Heart-type fatty acid-binding protein (H-FABP) shows potential as an early adjunctive biomarker for immune checkpoint inhibitor-related cardiotoxicity, though large prospective studies are required.
Does H-FABP serve as an effective adjunctive biomarker for early immune-mediated myocardial injury during ICI therapy?
H-FABP is proposed as a candidate adjunctive biomarker for the early detection of immune checkpoint inhibitor-related cardiotoxicity, potentially preceding troponin elevation.
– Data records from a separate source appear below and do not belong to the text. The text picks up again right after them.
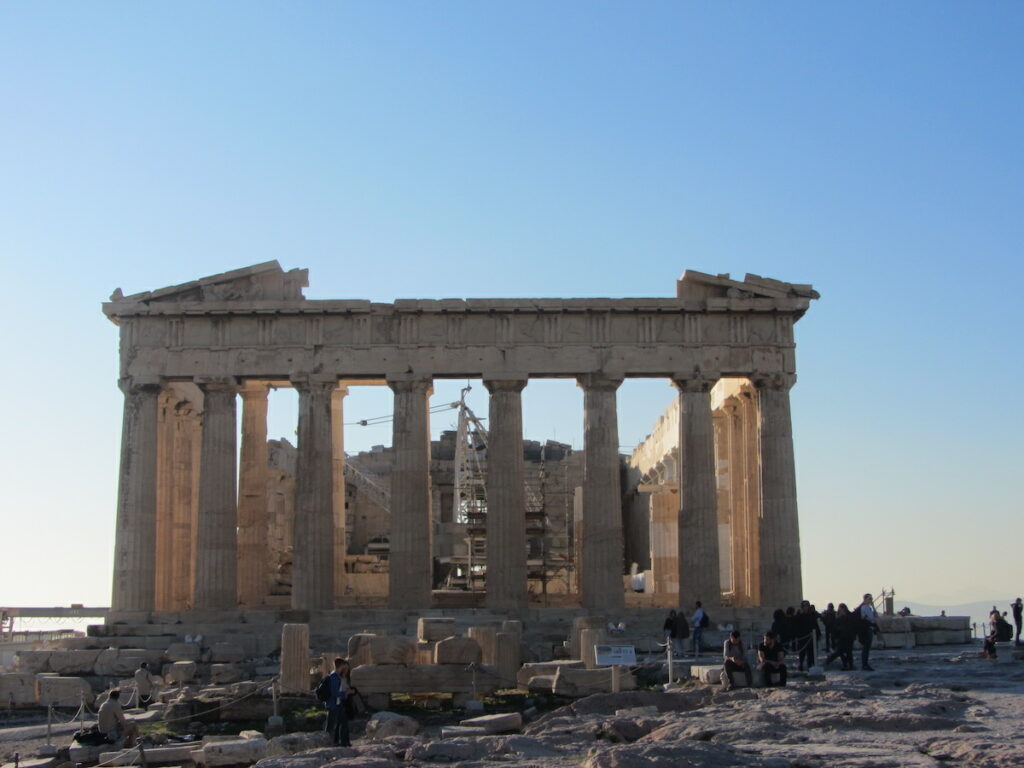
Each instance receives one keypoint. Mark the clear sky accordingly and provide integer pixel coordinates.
(520, 148)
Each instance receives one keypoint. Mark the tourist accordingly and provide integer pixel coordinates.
(868, 626)
(699, 621)
(676, 630)
(145, 681)
(770, 655)
(828, 620)
(988, 644)
(844, 633)
(1018, 607)
(337, 713)
(734, 657)
(779, 624)
(806, 631)
(112, 723)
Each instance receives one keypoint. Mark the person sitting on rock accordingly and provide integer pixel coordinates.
(844, 633)
(112, 722)
(770, 655)
(734, 655)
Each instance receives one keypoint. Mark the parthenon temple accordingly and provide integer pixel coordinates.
(212, 516)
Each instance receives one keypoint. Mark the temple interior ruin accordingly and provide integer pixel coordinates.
(214, 515)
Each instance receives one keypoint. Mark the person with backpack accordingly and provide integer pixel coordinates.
(333, 691)
(699, 621)
(845, 630)
(676, 630)
(868, 626)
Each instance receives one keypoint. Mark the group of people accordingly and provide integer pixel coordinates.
(677, 629)
(799, 631)
(999, 630)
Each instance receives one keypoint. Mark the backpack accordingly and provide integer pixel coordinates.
(323, 690)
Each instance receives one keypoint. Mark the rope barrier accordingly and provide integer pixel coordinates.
(139, 745)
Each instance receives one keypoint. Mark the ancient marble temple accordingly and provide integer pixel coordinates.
(192, 529)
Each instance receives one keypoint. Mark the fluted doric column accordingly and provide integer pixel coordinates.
(601, 545)
(216, 542)
(312, 568)
(338, 489)
(253, 559)
(134, 538)
(187, 446)
(739, 539)
(780, 568)
(411, 561)
(698, 559)
(506, 497)
(178, 427)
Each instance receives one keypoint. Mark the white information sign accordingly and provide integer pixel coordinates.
(608, 655)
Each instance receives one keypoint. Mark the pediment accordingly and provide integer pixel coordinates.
(694, 285)
(259, 282)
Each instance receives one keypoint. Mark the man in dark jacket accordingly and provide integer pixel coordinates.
(807, 632)
(828, 621)
(844, 633)
(337, 715)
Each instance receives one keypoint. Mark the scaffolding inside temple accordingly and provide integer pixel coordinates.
(549, 551)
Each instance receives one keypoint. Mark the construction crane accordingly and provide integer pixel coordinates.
(470, 497)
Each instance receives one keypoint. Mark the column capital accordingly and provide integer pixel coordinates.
(505, 385)
(217, 383)
(254, 389)
(308, 382)
(599, 381)
(778, 382)
(408, 383)
(695, 382)
(140, 384)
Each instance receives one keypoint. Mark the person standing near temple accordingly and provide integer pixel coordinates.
(699, 621)
(807, 632)
(828, 620)
(337, 713)
(868, 625)
(1018, 607)
(145, 682)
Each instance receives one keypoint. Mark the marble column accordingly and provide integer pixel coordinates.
(253, 562)
(601, 542)
(187, 450)
(165, 489)
(698, 563)
(665, 542)
(338, 489)
(178, 429)
(216, 541)
(134, 539)
(312, 569)
(740, 538)
(780, 568)
(752, 492)
(506, 498)
(411, 564)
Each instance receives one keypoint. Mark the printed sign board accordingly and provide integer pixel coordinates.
(608, 655)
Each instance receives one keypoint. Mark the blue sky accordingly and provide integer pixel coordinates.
(485, 150)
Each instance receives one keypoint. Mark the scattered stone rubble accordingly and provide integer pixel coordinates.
(921, 709)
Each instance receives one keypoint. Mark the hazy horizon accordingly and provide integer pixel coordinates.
(511, 150)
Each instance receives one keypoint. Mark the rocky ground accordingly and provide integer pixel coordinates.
(936, 708)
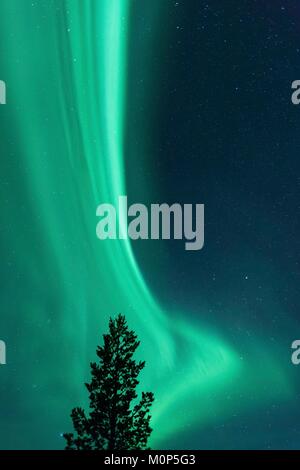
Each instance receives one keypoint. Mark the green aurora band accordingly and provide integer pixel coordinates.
(62, 150)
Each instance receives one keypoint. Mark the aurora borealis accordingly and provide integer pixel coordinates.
(176, 101)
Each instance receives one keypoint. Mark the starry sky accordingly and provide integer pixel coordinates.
(176, 101)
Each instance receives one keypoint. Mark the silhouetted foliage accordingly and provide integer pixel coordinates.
(116, 420)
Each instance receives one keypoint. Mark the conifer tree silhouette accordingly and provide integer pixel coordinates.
(115, 421)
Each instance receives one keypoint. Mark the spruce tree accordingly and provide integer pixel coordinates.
(116, 421)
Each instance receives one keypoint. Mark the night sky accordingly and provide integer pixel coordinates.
(183, 101)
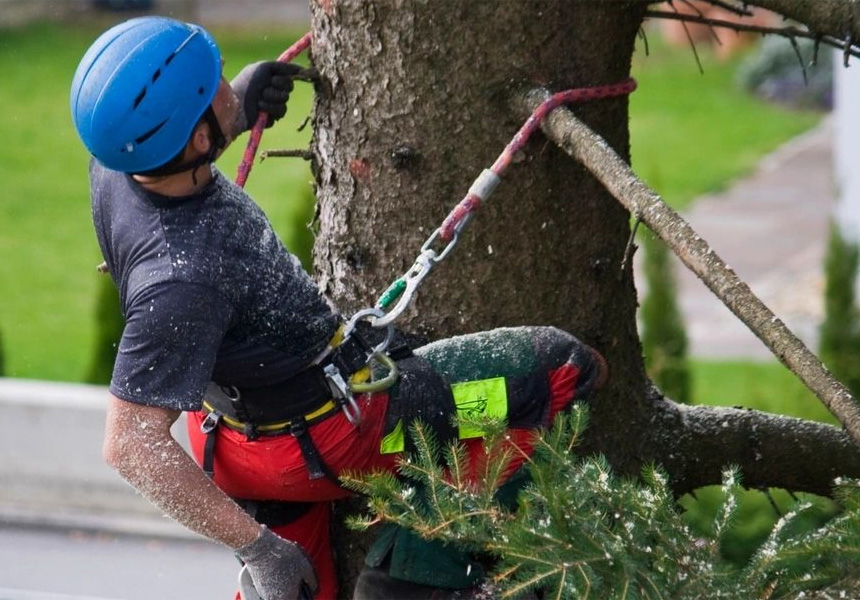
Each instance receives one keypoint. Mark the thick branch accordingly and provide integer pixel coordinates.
(772, 450)
(594, 153)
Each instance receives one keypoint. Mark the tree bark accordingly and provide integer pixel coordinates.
(413, 103)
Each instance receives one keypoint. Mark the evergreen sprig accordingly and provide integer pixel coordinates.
(579, 531)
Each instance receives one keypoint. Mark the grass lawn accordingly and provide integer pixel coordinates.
(694, 133)
(48, 249)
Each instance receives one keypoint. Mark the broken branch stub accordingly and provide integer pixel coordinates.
(595, 154)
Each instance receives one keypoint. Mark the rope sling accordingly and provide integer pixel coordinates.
(396, 298)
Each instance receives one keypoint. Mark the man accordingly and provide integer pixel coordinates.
(222, 322)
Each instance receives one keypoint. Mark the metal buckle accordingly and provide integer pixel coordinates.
(340, 390)
(210, 422)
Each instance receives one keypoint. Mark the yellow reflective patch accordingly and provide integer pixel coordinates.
(393, 442)
(485, 397)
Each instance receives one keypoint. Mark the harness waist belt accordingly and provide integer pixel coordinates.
(274, 428)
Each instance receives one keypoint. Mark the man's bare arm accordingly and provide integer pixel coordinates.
(138, 444)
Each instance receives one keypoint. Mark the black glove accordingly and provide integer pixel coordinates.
(264, 87)
(279, 568)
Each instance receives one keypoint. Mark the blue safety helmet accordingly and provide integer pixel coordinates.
(140, 90)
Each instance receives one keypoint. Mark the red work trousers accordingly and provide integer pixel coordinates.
(272, 468)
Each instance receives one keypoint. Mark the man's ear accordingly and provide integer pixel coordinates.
(201, 139)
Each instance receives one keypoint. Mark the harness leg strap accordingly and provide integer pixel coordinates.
(208, 427)
(317, 469)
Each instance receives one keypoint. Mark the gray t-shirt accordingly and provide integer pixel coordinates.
(208, 291)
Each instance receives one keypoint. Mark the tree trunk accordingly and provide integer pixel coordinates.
(413, 103)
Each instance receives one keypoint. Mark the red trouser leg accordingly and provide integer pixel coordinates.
(311, 532)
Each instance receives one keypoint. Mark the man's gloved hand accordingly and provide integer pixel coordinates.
(278, 567)
(264, 86)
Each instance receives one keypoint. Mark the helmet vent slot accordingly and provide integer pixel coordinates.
(150, 133)
(139, 99)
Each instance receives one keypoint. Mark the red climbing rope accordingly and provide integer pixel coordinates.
(257, 131)
(473, 200)
(402, 289)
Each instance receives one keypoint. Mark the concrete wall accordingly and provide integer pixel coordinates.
(51, 467)
(18, 12)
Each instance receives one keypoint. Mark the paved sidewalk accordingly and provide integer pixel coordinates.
(772, 229)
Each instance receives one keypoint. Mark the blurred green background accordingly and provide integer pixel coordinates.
(692, 134)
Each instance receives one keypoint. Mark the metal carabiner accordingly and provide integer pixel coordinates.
(379, 384)
(340, 390)
(372, 315)
(412, 278)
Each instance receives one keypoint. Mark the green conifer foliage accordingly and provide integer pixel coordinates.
(2, 359)
(664, 340)
(581, 532)
(840, 331)
(109, 326)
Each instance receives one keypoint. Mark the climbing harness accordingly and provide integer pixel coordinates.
(291, 407)
(396, 298)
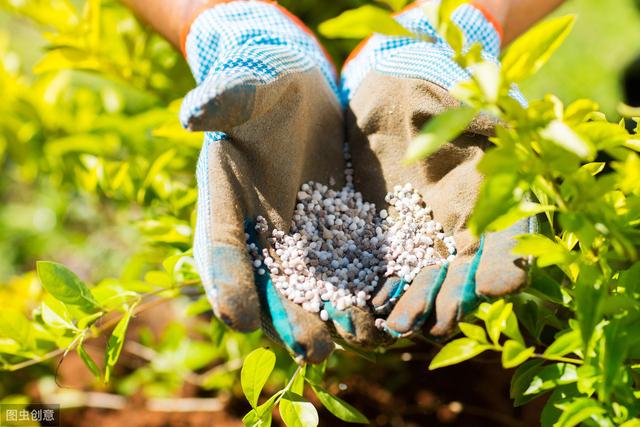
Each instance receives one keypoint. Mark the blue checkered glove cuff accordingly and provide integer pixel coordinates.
(248, 43)
(416, 58)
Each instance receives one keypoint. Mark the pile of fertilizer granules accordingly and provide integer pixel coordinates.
(340, 247)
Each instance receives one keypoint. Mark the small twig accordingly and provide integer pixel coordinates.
(104, 327)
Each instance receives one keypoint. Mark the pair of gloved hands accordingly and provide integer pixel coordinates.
(270, 93)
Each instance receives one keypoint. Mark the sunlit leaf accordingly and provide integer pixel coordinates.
(532, 50)
(65, 286)
(438, 131)
(297, 412)
(256, 369)
(339, 407)
(457, 351)
(362, 22)
(114, 345)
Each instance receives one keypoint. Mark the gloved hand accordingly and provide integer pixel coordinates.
(264, 83)
(393, 86)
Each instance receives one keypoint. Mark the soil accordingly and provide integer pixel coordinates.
(407, 395)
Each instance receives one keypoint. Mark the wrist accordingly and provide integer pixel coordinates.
(495, 11)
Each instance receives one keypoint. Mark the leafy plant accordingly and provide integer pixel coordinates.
(95, 126)
(294, 409)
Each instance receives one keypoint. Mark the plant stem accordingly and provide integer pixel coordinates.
(103, 328)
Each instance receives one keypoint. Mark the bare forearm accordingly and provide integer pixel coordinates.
(167, 17)
(517, 16)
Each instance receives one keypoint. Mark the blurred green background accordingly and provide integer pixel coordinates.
(605, 40)
(95, 171)
(37, 220)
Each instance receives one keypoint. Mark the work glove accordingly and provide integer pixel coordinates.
(269, 92)
(393, 86)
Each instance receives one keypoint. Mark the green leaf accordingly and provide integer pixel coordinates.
(15, 325)
(521, 379)
(578, 411)
(297, 384)
(438, 131)
(339, 407)
(566, 343)
(514, 354)
(519, 212)
(65, 286)
(511, 328)
(531, 51)
(114, 345)
(474, 332)
(88, 361)
(498, 195)
(551, 413)
(550, 377)
(252, 419)
(314, 373)
(496, 319)
(395, 5)
(297, 412)
(564, 136)
(544, 249)
(257, 367)
(56, 315)
(446, 9)
(218, 331)
(362, 22)
(457, 351)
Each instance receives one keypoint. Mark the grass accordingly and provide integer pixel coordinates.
(605, 39)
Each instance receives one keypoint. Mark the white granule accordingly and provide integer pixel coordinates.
(340, 247)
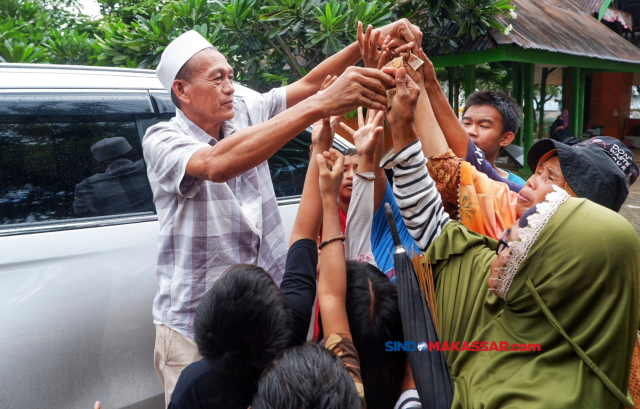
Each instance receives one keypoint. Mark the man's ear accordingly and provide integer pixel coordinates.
(507, 138)
(179, 88)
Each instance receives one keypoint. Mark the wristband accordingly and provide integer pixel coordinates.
(369, 178)
(331, 240)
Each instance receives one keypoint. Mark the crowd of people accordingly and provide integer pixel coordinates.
(243, 320)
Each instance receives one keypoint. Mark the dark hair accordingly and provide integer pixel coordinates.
(374, 318)
(507, 106)
(185, 74)
(306, 377)
(350, 152)
(242, 322)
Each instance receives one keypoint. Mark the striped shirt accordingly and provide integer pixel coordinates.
(418, 199)
(206, 227)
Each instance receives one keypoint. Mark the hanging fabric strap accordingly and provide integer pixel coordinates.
(624, 399)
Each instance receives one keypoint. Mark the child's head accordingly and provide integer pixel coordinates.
(374, 319)
(242, 322)
(491, 119)
(306, 377)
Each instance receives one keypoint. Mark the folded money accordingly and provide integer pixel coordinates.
(414, 62)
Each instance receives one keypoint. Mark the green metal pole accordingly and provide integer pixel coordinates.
(451, 77)
(565, 88)
(517, 95)
(581, 107)
(574, 104)
(469, 80)
(529, 113)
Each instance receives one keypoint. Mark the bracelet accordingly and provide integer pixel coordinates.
(369, 178)
(331, 240)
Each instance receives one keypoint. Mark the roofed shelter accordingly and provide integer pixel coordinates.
(560, 37)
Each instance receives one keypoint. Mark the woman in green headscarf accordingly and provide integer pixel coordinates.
(566, 278)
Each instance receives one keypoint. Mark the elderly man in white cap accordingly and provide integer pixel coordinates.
(119, 187)
(211, 183)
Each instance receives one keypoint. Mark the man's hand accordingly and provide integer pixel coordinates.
(402, 112)
(355, 87)
(368, 44)
(331, 166)
(366, 137)
(402, 32)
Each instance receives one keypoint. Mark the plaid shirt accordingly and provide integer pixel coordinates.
(205, 227)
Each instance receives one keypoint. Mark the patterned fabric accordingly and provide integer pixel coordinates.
(485, 206)
(415, 191)
(342, 345)
(527, 236)
(409, 400)
(206, 227)
(445, 170)
(122, 188)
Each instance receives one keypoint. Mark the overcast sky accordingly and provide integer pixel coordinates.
(90, 7)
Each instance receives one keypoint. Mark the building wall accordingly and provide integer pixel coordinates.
(610, 102)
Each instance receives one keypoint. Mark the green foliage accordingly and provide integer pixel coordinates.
(49, 31)
(268, 42)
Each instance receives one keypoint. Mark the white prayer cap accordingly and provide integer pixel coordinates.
(110, 148)
(177, 53)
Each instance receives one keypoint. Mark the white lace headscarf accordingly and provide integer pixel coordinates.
(519, 249)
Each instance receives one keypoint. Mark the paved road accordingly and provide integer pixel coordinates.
(631, 208)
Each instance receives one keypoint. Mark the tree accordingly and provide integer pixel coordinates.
(45, 31)
(268, 42)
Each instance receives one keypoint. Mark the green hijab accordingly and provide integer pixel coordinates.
(575, 294)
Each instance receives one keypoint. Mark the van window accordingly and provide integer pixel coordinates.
(58, 168)
(289, 166)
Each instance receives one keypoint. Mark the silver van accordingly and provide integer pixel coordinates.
(76, 287)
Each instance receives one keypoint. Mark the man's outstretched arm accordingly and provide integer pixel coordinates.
(400, 32)
(457, 138)
(251, 146)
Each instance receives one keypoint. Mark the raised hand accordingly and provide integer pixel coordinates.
(355, 87)
(368, 44)
(366, 137)
(402, 32)
(331, 166)
(401, 116)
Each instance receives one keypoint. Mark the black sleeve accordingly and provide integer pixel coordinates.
(299, 286)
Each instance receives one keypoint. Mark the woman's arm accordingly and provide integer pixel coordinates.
(332, 279)
(360, 215)
(419, 201)
(309, 214)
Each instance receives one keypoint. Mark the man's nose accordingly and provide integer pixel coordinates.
(472, 130)
(228, 87)
(531, 182)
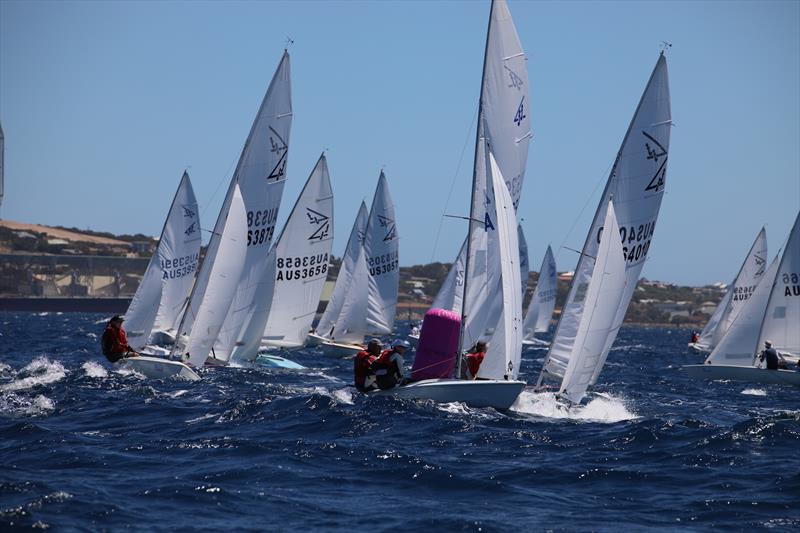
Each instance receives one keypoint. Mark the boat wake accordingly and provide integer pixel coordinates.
(601, 408)
(40, 371)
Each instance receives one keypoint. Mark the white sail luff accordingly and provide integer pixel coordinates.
(222, 281)
(381, 247)
(349, 261)
(603, 296)
(505, 347)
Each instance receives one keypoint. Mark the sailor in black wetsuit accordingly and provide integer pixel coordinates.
(770, 354)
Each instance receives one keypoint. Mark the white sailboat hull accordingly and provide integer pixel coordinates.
(743, 373)
(158, 368)
(335, 349)
(500, 394)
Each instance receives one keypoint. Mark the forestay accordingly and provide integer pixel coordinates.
(543, 300)
(381, 247)
(346, 271)
(636, 183)
(749, 276)
(302, 258)
(505, 347)
(782, 319)
(222, 280)
(739, 345)
(606, 288)
(168, 279)
(260, 175)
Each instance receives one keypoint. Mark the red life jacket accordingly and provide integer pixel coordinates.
(361, 368)
(474, 361)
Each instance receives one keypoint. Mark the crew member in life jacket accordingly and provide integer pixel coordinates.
(363, 374)
(471, 363)
(114, 341)
(388, 368)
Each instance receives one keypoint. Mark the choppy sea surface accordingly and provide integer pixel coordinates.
(86, 446)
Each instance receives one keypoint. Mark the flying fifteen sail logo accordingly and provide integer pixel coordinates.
(520, 116)
(516, 81)
(280, 149)
(321, 224)
(761, 262)
(655, 152)
(388, 223)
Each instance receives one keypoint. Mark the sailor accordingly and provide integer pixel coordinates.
(114, 341)
(363, 375)
(388, 367)
(471, 362)
(770, 354)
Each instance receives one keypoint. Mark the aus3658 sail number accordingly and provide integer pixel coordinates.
(635, 240)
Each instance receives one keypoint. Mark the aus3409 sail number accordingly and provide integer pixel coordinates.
(635, 240)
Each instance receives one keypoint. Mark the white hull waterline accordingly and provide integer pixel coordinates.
(335, 349)
(499, 394)
(743, 373)
(158, 368)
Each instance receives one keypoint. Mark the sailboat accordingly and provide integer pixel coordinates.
(219, 291)
(543, 301)
(771, 313)
(344, 323)
(739, 291)
(297, 267)
(165, 286)
(260, 176)
(636, 184)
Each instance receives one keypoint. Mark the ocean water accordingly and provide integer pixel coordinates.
(85, 446)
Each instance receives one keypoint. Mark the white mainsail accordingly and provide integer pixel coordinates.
(260, 174)
(744, 285)
(782, 319)
(636, 183)
(343, 280)
(170, 273)
(505, 347)
(543, 301)
(739, 345)
(381, 246)
(223, 277)
(606, 288)
(505, 123)
(301, 265)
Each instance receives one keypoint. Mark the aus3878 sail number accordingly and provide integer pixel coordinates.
(635, 240)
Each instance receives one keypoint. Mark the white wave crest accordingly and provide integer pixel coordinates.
(94, 369)
(605, 409)
(41, 371)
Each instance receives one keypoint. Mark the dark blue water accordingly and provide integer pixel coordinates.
(83, 446)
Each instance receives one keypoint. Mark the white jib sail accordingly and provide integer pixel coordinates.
(222, 281)
(505, 347)
(381, 246)
(543, 301)
(302, 257)
(351, 325)
(754, 266)
(170, 272)
(343, 280)
(606, 288)
(782, 320)
(636, 182)
(739, 345)
(260, 175)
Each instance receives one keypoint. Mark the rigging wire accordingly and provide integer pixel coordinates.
(453, 184)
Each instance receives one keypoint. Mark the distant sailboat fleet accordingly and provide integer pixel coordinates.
(249, 293)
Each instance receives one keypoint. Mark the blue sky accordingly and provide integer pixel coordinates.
(105, 103)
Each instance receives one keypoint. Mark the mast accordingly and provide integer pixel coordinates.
(478, 133)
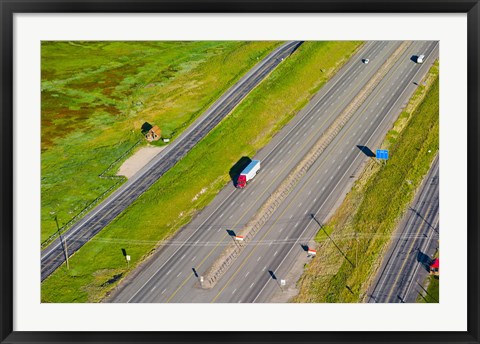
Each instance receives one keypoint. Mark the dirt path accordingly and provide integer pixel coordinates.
(133, 164)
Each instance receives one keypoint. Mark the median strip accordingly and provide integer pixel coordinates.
(233, 250)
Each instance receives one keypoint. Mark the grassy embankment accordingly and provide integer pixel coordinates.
(432, 294)
(191, 184)
(97, 95)
(373, 207)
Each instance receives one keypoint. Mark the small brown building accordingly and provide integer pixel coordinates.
(153, 134)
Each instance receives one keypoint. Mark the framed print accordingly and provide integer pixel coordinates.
(239, 171)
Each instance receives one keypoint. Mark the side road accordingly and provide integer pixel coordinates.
(54, 255)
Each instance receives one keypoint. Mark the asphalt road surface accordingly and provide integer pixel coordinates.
(405, 267)
(172, 274)
(54, 255)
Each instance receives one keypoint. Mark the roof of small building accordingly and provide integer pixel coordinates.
(156, 130)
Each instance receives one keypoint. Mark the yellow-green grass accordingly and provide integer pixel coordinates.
(97, 95)
(432, 294)
(372, 209)
(191, 184)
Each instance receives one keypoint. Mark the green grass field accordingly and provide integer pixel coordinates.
(432, 294)
(97, 95)
(374, 206)
(195, 180)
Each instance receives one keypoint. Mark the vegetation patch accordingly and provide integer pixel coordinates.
(360, 230)
(194, 181)
(97, 95)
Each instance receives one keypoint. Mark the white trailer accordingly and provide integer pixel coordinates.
(248, 173)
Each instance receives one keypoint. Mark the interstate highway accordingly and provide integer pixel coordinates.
(279, 245)
(53, 256)
(405, 267)
(172, 274)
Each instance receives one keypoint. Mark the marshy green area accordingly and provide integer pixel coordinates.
(344, 267)
(191, 184)
(97, 95)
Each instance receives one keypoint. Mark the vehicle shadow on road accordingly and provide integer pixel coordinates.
(238, 168)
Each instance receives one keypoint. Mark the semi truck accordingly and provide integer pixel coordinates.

Immune checkpoint inhibitors (ICIs) have transformed the therapeutic landscape of oncology but are increasingly associated with cardiovascular immune-related adverse events (irAEs), including myocarditis, heart failure, arrhythmias, and vascular complications. Among these, ICI-associated myocarditis represents the most severe manifestation, often characterized by high mortality and challenging early diagnosis. Detecting subclinical myocardial injury before irreversible cardiomyocyte necrosis occurs remains a major unmet need in contemporary cardio-oncology. This narrative expert review critically examines the biological rationale, preclinical evidence, and emerging clinical data supporting the potential role of heart-type fatty acid-binding protein (H-FABP) as an adjunctive biomarker of early immune-mediated myocardial injury during ICI therapy. H-FABP is a small cytosolic lipid chaperone abundantly expressed in cardiomyocytes and rapidly released into the circulation following subtle membrane destabilization and metabolic stress, frequently preceding detectable troponin elevation in other forms of myocardial injury. Experimental studies support a mechanistic association between H-FABP release, inflammasome activation, cytokine amplification, mitochondrial dysfunction, and immune–metabolic cardiomyocyte stress. Preliminary clinical observations further suggest that H-FABP elevations may occur during ICI treatment even in the absence of overt myocarditis or concomitant increases in high-sensitivity cardiac troponins (hs-cTns). Although H-FABP cannot replace hs-cTn, which remains the cornerstone biomarker for the diagnosis of clinically significant ICI-associated myocarditis, its rapid kinetics and sensitivity to early metabolic membrane injury support its potential role as an investigational adjunctive biomarker for early surveillance and risk stratification. This approach may be particularly relevant in patients receiving high-risk combination ICI regimens or in individuals with pre-existing cardiovascular disease. However, current evidence remains limited, and large prospective multicenter studies integrating H-FABP with hs-cTns, natriuretic peptides, cardiac magnetic resonance imaging, and clinical outcomes are required before routine clinical implementation can be considered.
Quagliariello et al. (Wed,) conducted a review in Immune Checkpoint Inhibitor-Related Cardiotoxicity. Heart-Type Fatty Acid-Binding Protein (H-FABP) was evaluated. Heart-type fatty acid-binding protein (H-FABP) shows potential as an early adjunctive biomarker for immune checkpoint inhibitor-related cardiotoxicity, though large prospective studies are required.